Stir Fried Chopped Duck with Coriander and Black Vinegar

On Sunday, March 10th, 2013

Ingredients

  • 50 ml peanut oil
  • 200 gm coarsely minced duck thigh (see note)
  • 7 gm (1½ cm) ginger, smashed in a mortar and pestle
  • 2 garlic cloves, smashed in a mortar and pestle
  • ½ Spanish onion, thinly sliced lengthways
  • 2 tsp chilli flakes, or to taste
  • 10 gm roasted peanuts, crushed
  • 3 tsp Shaoxing wine
  • 3 tsp light soy sauce
  • 1½ tsp black vinegar
  • 1 tsp white sugar
  • 1 cup (loosely packed) coriander, coarsely chopped
  • 1-2 tsp sesame oil

Preparation method

Serves 4

Prep time 15 mins, cook 10 mins

Heat peanut oil in a wok over high heat until smoking, add duck and stir-fry until just cooked (2-3 minutes), remove with a slotted spoon and set aside.
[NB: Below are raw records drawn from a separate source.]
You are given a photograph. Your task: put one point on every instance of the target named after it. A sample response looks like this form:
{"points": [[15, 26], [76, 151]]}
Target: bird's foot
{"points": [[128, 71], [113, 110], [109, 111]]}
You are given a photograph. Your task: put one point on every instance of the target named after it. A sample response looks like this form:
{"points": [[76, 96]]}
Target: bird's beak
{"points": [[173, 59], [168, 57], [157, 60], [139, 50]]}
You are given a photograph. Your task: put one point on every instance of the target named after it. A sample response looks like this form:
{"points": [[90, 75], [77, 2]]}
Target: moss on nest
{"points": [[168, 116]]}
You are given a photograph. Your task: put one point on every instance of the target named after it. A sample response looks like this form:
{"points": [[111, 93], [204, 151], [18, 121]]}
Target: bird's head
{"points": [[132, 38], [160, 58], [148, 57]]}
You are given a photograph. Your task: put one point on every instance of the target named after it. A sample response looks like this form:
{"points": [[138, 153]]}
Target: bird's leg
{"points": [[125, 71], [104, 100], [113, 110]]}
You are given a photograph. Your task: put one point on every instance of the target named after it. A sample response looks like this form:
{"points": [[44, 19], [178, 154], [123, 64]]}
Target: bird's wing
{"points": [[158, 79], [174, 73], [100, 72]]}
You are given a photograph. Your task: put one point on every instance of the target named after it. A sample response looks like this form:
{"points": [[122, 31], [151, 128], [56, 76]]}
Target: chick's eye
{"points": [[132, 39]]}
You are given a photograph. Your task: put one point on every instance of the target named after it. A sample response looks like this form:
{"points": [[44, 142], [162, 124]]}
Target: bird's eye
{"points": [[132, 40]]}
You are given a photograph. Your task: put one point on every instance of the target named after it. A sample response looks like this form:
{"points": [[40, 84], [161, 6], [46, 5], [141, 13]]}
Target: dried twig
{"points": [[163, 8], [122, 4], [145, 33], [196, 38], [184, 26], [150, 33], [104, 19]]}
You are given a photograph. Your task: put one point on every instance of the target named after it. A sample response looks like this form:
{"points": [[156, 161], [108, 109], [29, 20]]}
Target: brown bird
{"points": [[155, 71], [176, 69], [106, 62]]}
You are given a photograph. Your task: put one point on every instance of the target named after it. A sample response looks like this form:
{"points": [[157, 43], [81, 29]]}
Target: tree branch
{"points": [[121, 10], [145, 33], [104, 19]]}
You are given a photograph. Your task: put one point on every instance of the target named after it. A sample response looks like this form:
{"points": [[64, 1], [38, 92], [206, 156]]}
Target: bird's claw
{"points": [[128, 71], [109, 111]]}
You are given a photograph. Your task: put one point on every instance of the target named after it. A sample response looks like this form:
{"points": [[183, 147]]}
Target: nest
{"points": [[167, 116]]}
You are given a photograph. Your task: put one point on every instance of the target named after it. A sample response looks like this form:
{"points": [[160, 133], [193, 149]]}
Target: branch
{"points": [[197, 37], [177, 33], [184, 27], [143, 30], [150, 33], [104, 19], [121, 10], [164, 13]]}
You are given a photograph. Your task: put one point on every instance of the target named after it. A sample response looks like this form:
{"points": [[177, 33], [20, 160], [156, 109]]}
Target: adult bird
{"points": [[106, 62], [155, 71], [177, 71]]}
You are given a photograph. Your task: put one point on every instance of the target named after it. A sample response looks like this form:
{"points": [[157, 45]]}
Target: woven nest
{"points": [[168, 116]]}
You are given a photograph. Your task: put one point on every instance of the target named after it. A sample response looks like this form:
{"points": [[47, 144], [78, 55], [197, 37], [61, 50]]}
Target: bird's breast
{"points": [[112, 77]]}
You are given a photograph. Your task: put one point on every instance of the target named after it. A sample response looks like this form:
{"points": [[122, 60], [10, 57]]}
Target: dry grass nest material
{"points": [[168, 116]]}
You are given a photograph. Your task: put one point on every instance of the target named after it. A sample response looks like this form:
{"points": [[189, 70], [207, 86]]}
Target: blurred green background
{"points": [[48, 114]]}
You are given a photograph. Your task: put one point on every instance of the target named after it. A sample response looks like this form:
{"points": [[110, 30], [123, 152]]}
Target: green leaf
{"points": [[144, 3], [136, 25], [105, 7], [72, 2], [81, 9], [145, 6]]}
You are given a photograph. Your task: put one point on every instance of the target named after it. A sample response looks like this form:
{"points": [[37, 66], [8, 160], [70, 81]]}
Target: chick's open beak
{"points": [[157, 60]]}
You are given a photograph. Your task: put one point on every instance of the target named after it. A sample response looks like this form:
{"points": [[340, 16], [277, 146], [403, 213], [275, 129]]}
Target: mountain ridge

Add ginger and garlic, stir-fry until fragrant (1 minute), then add onion, chilli and peanuts and stir-fry until onion is tender (1-2 minutes). Deglaze with Shaoxing wine, then add soy sauce, vinegar and sugar. Return duck to wok, add coriander, combine well, drizzle with sesame oil and serve immediately.